Speed Demons: Giant Proteins Behind World’s Fastest Biological Movement Unveiled




Researchers have uncovered the molecular mechanism underlying Spirostomum's ultrafast contraction. This genus of millimeter-scale single-celled protists is well recognized for its extraordinarily quick movement. The researchers discovered that the contractile structure, a mesh-like contractile fibrillar system, was made up of two enormous proteins and two Ca2+ binding proteins using a high-quality genome they got using RNAi. This work offers a roadmap for the design and creation of ultrafast contractile micromachines and is important for comprehending the molecular process of ultrafast cell contraction.

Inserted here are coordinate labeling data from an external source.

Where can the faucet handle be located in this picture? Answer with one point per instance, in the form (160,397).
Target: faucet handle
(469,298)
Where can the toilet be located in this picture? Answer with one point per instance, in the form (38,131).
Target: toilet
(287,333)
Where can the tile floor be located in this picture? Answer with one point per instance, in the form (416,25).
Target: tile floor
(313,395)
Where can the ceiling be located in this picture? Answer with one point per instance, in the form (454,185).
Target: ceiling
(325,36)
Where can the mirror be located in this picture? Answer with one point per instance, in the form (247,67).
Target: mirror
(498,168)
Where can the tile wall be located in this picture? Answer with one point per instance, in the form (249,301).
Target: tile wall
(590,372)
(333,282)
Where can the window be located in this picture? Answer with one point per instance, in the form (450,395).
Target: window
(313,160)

The initial findings were made by Antonie van Leeuwenhoek, who sent a renowned letter to the Royal Society on October 9, 1676, describing a single-celled eukaryote called Vorticella and its amazing swift cell contraction. Different from the adenosine triphosphate (ATP)-dependent mechanisms found in the actin-myosin and dynein/kinesin-tubulin systems, this type of ultrafast cell contraction is brought about by a Ca2+-dependent mechanism.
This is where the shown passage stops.